第5話 突然の再会⑤

 世界の滅亡を一度目の当たりにしてしまった以上、僕としては文句が言えなくなる。

「で、どうしたらいいんでしょうか?」

「うむ。既に世界を救える回数は二回になってしまったので、なるべく彼女が世界の滅亡を希望しないようにしなければいけない」

「えーっと、魔央さんは、そういうのを希望しているの?」

 僕の質問に、魔央は首を激しく振った。

「とんでもありません! ただ、何かのきっかけでそんなことを思ってしまうかもしれないというのはあります……」

 段々、声が小さくなっていく。

 確かに色々なニュースが世間を騒がせたりしている。

 中には「何て酷い世界なんだ」と思うようなニュースもあるはある。こんな世界はなくなってしまえばいいのにと思ってしまうことだってあるかもしれない。

 それに東京には色々な人がいる。いい人もいるけれど、とんでもない人もいるから、「こんな奴死んでしまえばいいのに」と思うことだってあるかもしれない。

 悪人でなかったとしても、自分の目の前で大成功された妬み、あるいは自分が大失敗した絶望で世界の破滅を願う意識が出てくるかもしれない。

「そういうのでも反応してしまう?」

「……かもしれません」

 それはまずい。

 あと二回なんて絶望的に少ない回数じゃないか。

「だから、君達のラブラブ度がアップすれば、救える回数が増える」

 頭を抱えた僕に、首相が励ますように言う。

 ラブラブ度、ねぇ。

「だから日本政府では君達の愛の巣を用意している」

「愛の巣?」

「そうだ。南青山のタワーマンションの最上階を買取り、最近人気のラブホテルなどを参考に丸々改造したものを用意した」

 そう言って、首相は「どやぁ」という顔をした。

 僕と魔央はお互い顔を見合わせた。

「……そ、そんなところに住むんですか?」

「世界の存続にかかわることだ。もちろん、家賃などは心配しなくていいぞ」

 いや、家賃の心配はさすがにしていないけれど。

 というか、タワマンの最上階に勝手に住まわせて、家賃は自分で払えなんて言ったら、その時点で僕が「こんな世界滅んでしまえ」と思うよ。

「更に一つ下の階にはSPが待機しているから、安全性という面でも問題ない」

「SPですか……。ということは、今後、僕達が生活するうえでもSPの警護がつくわけですね?」

「もちろん。君達に万一のことがあれば世界滅亡まで一直線だからな」

 そうか。確かに僕が死んだら、魔央が邪念に支配された時点で「世界よ、さようなら」か。あれ、でも、魔央が死んだらどうなるんだろう? もちろん死んでもらいたくはないけれど、もし、死んだ場合にはそういう心配をしなくていいということになったりしないのだろうか?

「……どうなんでしょう? 首相」

 僕は小声で首相に尋ねた。

「……」

 首相は分からないらしい。電話をしている。

「私だ。時方君の質問で、黒冥魔央が死んだ場合に世界はどうなるのか、尋ねている」

「えっ!?」

 魔央がびっくりした声をあげて、僕を見た。

 首相! 本人の前で言えないから、小声で聞いたんですよ! 何で魔央に聞こえるように言うんですか!?

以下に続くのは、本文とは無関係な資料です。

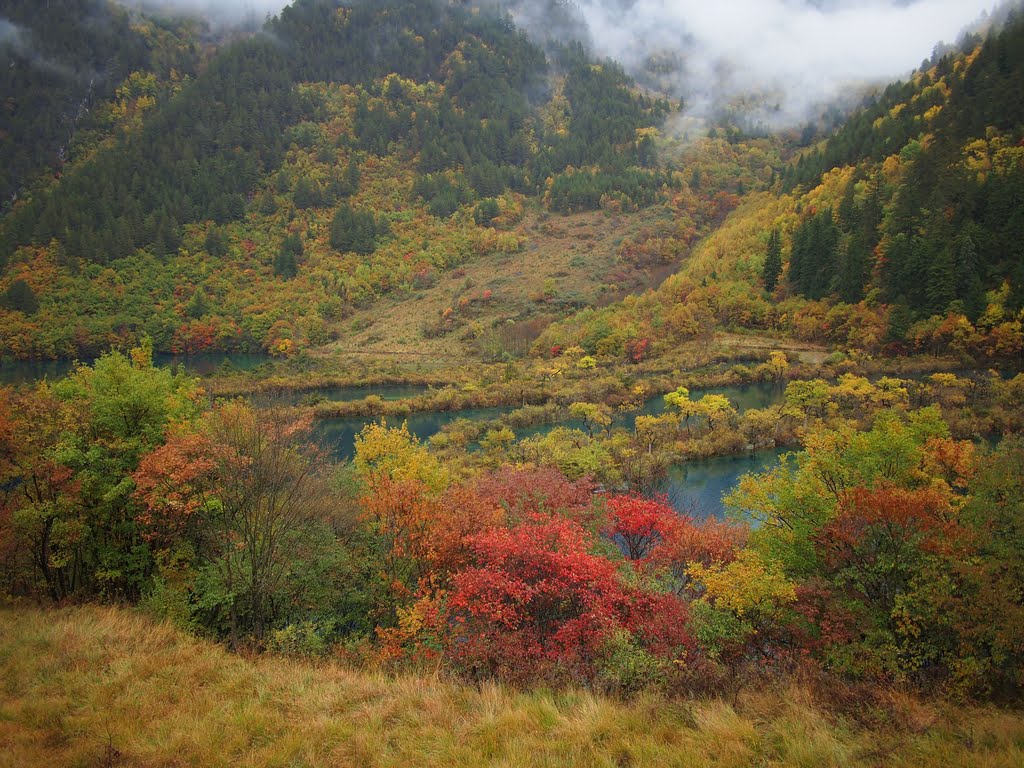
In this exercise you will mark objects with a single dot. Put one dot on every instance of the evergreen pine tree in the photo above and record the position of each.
(20, 298)
(773, 261)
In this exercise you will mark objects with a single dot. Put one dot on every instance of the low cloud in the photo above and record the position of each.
(778, 59)
(218, 12)
(792, 54)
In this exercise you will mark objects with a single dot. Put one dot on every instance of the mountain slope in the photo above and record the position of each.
(202, 224)
(903, 231)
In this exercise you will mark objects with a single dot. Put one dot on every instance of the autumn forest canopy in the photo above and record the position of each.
(478, 309)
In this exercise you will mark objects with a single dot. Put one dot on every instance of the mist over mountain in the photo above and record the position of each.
(791, 54)
(218, 12)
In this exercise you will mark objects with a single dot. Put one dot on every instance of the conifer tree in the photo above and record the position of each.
(773, 261)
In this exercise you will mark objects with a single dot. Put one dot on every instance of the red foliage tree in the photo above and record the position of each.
(527, 492)
(536, 602)
(638, 524)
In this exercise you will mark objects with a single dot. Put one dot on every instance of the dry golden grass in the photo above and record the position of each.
(104, 686)
(573, 252)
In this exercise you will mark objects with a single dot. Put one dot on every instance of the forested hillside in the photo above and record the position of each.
(266, 161)
(900, 232)
(577, 428)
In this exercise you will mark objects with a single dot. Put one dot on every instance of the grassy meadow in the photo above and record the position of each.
(102, 686)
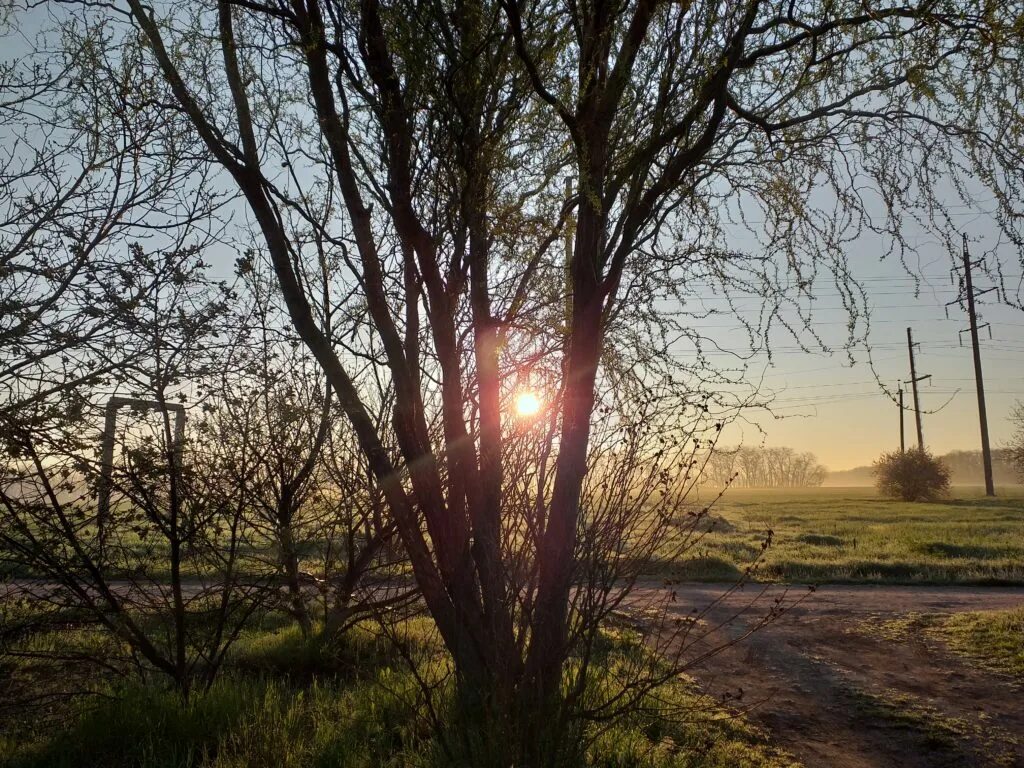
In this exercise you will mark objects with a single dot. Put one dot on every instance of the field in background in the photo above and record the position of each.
(851, 535)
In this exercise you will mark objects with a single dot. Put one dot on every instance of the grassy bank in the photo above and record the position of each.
(852, 536)
(285, 701)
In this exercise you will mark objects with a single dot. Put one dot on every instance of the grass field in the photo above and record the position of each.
(852, 536)
(287, 702)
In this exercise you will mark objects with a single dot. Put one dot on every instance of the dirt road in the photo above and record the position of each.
(838, 691)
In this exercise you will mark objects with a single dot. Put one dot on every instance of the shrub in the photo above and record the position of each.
(913, 475)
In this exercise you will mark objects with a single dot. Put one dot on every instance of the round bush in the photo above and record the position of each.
(912, 475)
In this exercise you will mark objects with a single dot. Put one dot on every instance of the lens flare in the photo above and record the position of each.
(527, 403)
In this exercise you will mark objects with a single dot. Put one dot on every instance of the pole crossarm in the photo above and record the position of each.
(110, 426)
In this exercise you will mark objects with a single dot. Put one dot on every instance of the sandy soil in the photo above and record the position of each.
(835, 691)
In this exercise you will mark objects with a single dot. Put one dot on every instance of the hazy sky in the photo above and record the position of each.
(840, 413)
(837, 411)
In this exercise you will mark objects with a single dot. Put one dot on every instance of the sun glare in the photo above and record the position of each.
(527, 403)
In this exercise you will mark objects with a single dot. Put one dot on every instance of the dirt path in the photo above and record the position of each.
(837, 692)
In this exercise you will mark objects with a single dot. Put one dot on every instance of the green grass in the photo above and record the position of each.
(852, 536)
(285, 701)
(926, 730)
(993, 638)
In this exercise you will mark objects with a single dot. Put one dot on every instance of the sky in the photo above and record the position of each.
(839, 412)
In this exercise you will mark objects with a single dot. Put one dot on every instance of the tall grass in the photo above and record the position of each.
(288, 702)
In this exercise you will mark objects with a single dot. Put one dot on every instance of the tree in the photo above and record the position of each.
(163, 567)
(89, 166)
(764, 467)
(912, 475)
(1017, 440)
(425, 148)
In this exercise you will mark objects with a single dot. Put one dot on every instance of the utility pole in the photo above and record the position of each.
(913, 383)
(902, 438)
(986, 452)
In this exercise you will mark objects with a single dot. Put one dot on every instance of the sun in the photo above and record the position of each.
(527, 403)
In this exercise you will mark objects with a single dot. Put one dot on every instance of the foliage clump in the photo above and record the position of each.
(913, 475)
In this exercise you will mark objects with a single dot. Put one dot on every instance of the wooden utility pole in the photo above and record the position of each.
(986, 452)
(913, 383)
(902, 438)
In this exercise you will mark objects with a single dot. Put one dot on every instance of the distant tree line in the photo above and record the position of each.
(764, 467)
(965, 469)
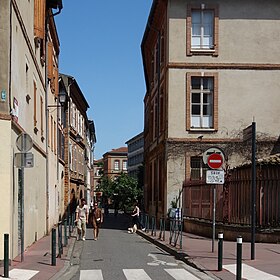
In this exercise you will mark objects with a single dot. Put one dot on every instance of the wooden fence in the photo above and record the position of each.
(233, 199)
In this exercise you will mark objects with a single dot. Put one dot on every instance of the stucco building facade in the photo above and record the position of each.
(211, 68)
(29, 84)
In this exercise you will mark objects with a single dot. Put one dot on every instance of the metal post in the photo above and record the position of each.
(220, 251)
(68, 221)
(214, 219)
(239, 259)
(60, 246)
(253, 195)
(65, 233)
(6, 255)
(53, 246)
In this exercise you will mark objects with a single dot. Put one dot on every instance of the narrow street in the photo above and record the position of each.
(120, 255)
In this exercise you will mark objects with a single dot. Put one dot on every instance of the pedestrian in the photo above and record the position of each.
(82, 219)
(97, 220)
(136, 217)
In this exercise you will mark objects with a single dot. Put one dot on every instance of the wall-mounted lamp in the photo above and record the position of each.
(79, 138)
(62, 99)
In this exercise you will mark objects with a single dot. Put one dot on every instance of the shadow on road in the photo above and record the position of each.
(119, 222)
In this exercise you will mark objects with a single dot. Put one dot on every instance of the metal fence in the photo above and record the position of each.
(233, 199)
(171, 228)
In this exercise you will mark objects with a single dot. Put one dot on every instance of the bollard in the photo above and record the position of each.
(53, 246)
(60, 246)
(239, 259)
(6, 255)
(220, 251)
(65, 233)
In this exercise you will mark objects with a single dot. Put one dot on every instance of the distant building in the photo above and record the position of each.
(115, 162)
(96, 174)
(210, 69)
(135, 156)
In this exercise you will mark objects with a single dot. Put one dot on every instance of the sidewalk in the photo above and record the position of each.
(197, 251)
(37, 261)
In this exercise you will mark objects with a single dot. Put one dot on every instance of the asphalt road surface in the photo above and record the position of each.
(119, 255)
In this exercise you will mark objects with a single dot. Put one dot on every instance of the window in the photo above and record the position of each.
(117, 165)
(35, 104)
(202, 101)
(202, 29)
(198, 168)
(42, 115)
(124, 165)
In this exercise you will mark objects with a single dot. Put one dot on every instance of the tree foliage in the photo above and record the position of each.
(122, 190)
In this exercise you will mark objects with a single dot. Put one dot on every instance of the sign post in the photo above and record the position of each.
(214, 157)
(249, 133)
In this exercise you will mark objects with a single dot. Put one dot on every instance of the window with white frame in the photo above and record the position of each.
(116, 165)
(201, 102)
(124, 165)
(198, 168)
(202, 29)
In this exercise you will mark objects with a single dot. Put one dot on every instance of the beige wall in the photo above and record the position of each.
(242, 96)
(248, 89)
(6, 164)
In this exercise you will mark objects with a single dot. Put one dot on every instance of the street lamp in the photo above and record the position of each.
(62, 99)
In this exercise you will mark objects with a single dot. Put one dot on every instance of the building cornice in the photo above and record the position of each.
(227, 66)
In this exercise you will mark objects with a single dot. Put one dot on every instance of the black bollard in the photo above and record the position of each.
(53, 246)
(220, 251)
(6, 255)
(239, 259)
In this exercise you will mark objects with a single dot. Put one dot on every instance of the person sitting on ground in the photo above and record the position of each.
(97, 220)
(82, 218)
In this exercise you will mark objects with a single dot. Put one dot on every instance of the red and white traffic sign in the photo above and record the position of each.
(215, 161)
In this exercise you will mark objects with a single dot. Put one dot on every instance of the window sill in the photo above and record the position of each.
(202, 129)
(203, 52)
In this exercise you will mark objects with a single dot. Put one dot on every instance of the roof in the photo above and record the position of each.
(121, 150)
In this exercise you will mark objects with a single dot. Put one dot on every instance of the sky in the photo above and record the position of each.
(100, 46)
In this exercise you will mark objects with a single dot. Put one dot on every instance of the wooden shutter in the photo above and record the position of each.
(56, 81)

「そ、そうですよね……。やっぱり、そういう風に考えてしまいますよね」

 平静さを装おうとしているけれど、明らかにショックを受けている。

「ご、ごめん。そんなことを望んでいるわけじゃなくて、ただ、一瞬知的好奇心みたいな感じで考えてしまって……」

 僕は言い訳をするけれど、それと同時に、地球はギャグマンガのように真っ二つに割れた。

 分裂した場所から重力に耐えきれなくなり、ボロボロとマントルの方へと沈んでいく。地球はどんどん収縮していき、最終的には月と同レベルの石と化す。


 世界は滅亡した。


『世界を救いますか?』

『▶はい いいえ』


「首相! いい加減にしてくださいよ! あと一回になってしまったじゃないですか!」

「君が変なことを質問してくるからだろう!?」

 僕の文句に首相も逆ギレする。

「……」

「ご、ごめんなさい!」

 が、魔央のジト目視線に気づくと、僕と首相は揃って土下座した。

「……子供の頃に聞いたことがあります。私が死ねば、やはり世界は滅ぶらしいって」

「そ、そうなんだ」

 それはそうだよな。魔央が死んだら世界が平和になるのなら、誰かが「殺そう」って言いだしそうだ。